Tu pieza es un desierto. Entre el piso, el cielo y los cuatro muros, no hay más que tú y Dios. La naturaleza, que entra por la ventana, no turba tu coloquio, ella lo facilita. El mundo no cuenta para ti; ciérrale la puerta, con llave, por una hora. Recógete y escucha. Dios está aquí. Te espera y te habla.
Es tu Dios, grande, hermoso, que te reconforta, que te ilumina, que te hace entender que te ama. Está dispuesto a darse a ti, si tú quieres darte tú mismo. Acógelo, no lo rechaces. No huyas de Él, está allí. Te espera y te habla.
Es la hora que Él había escogido, para encontrarte. No te vayas. Escucha bien. Tú necesitas de Él, y Él también necesita de ti para su obra, para hacer por medio de ti el bien a tus hermanos. Él se va a entregar a ti generosamente, de corazón a corazón en esta soledad.
A ratos tu desierto es tu pieza, pero a Dios lo necesitas siempre. ¿Cómo recogerte en intimidad con Él, como los apóstoles a los cuales convidó al desierto para darles más intimidad?
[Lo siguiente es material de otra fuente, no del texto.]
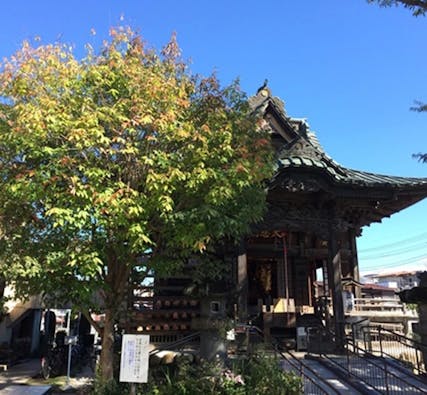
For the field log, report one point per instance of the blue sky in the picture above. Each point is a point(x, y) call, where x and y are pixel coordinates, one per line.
point(350, 68)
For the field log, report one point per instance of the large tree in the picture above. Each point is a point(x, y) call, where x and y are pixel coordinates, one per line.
point(122, 154)
point(418, 7)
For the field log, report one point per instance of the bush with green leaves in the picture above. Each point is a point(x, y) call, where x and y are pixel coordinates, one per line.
point(259, 374)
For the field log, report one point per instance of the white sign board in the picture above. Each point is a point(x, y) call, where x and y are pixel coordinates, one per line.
point(134, 359)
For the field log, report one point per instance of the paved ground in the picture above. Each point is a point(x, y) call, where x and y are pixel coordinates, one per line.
point(24, 379)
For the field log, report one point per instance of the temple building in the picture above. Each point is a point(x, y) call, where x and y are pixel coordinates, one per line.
point(316, 210)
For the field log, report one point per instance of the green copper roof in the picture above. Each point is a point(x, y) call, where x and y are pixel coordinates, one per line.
point(300, 149)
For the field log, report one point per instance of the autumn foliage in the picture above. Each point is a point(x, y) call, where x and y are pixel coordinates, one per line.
point(105, 158)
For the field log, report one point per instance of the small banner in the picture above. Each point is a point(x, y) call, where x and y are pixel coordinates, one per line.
point(134, 359)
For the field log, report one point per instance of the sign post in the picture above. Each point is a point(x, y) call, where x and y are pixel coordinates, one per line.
point(134, 359)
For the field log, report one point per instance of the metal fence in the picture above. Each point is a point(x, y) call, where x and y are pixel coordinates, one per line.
point(379, 373)
point(312, 382)
point(388, 344)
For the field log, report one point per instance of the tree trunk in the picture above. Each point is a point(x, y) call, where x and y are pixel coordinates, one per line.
point(107, 352)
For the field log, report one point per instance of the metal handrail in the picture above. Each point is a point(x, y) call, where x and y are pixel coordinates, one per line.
point(408, 345)
point(384, 366)
point(178, 343)
point(300, 367)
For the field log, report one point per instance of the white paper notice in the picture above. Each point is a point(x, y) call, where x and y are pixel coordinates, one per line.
point(134, 359)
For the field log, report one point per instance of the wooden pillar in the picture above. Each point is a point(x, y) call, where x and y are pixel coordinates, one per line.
point(335, 277)
point(355, 263)
point(242, 286)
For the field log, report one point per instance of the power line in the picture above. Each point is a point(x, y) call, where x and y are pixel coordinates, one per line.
point(421, 236)
point(397, 251)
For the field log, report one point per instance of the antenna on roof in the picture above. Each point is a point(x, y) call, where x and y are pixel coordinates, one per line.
point(263, 86)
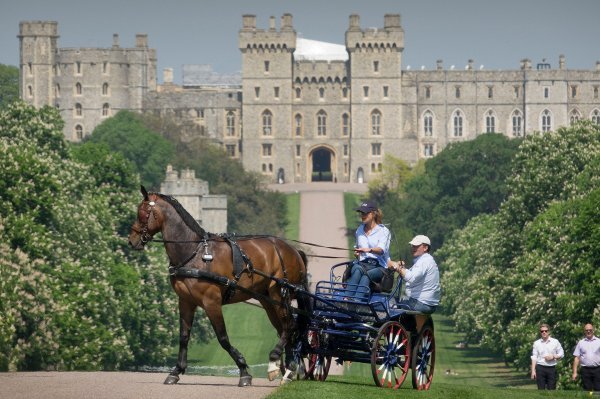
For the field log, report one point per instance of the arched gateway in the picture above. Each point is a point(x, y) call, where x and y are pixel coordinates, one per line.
point(322, 164)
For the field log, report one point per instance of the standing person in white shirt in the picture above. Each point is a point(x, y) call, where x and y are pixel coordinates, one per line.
point(546, 351)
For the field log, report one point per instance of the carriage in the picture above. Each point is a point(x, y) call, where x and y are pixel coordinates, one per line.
point(210, 271)
point(367, 327)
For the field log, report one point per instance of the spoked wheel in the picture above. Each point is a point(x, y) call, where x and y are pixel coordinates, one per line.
point(423, 360)
point(390, 355)
point(318, 365)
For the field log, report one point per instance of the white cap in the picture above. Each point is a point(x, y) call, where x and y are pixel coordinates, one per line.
point(420, 239)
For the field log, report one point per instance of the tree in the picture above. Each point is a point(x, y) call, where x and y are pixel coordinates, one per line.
point(536, 260)
point(9, 84)
point(149, 151)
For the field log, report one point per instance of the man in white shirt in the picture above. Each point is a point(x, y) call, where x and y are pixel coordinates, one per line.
point(546, 351)
point(422, 279)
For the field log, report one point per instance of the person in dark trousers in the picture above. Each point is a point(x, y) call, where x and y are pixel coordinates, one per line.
point(587, 354)
point(546, 351)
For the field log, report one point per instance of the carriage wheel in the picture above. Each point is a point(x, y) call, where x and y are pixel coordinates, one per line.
point(318, 365)
point(390, 355)
point(423, 359)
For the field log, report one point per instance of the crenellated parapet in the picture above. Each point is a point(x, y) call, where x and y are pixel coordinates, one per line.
point(390, 38)
point(256, 40)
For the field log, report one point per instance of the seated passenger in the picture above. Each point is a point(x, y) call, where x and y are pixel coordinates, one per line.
point(371, 250)
point(422, 279)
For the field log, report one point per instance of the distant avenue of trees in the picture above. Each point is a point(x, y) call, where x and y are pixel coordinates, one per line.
point(516, 229)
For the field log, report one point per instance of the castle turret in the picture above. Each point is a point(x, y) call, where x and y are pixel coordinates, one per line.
point(38, 43)
point(267, 93)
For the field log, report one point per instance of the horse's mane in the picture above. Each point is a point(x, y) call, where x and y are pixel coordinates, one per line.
point(187, 218)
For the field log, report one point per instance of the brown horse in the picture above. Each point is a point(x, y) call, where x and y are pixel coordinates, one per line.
point(203, 273)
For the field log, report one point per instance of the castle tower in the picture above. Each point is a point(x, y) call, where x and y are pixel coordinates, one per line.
point(267, 96)
point(38, 44)
point(375, 59)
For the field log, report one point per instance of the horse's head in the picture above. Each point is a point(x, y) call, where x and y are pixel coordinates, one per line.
point(148, 221)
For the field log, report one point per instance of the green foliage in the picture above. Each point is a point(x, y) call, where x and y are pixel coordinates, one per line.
point(537, 259)
point(126, 133)
point(9, 84)
point(72, 296)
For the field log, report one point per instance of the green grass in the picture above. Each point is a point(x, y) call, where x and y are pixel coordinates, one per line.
point(292, 231)
point(249, 331)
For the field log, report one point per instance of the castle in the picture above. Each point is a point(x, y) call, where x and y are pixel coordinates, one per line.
point(305, 110)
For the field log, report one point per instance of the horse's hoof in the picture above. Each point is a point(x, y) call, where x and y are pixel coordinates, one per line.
point(171, 379)
point(273, 371)
point(245, 381)
point(287, 377)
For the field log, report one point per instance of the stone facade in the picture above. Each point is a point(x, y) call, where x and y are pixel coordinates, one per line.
point(210, 211)
point(298, 115)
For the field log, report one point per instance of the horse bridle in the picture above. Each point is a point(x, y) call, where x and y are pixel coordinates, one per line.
point(146, 237)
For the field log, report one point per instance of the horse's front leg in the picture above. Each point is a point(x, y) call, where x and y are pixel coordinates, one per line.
point(215, 315)
point(186, 318)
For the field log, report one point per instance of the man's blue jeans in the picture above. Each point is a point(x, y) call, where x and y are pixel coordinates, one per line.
point(413, 304)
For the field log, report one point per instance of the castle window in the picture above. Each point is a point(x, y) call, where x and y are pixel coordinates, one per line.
point(79, 132)
point(517, 123)
point(574, 117)
point(267, 119)
point(376, 123)
point(345, 124)
point(596, 117)
point(376, 149)
point(490, 122)
point(321, 123)
point(230, 123)
point(230, 150)
point(457, 124)
point(298, 128)
point(267, 150)
point(546, 121)
point(428, 150)
point(428, 123)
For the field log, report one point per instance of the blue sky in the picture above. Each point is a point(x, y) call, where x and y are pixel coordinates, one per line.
point(496, 34)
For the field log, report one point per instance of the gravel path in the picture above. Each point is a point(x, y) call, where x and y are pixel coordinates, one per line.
point(321, 221)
Tu desierto, es la voluntad de nunca traicionar; es tu recogimiento en Dios; es tu esperanza indefectible. Tu desierto, no necesitas buscarlo lejos de los hombres; tú lo hallas en todas partes si vuelas a Dios; tanto en el tranvía, como en la plaza, como ante la inmensa asamblea que espera tu palabra. Tu desierto, es tu separación del pecado; tu fidelidad a tu destino, a tu fe, a tu amor.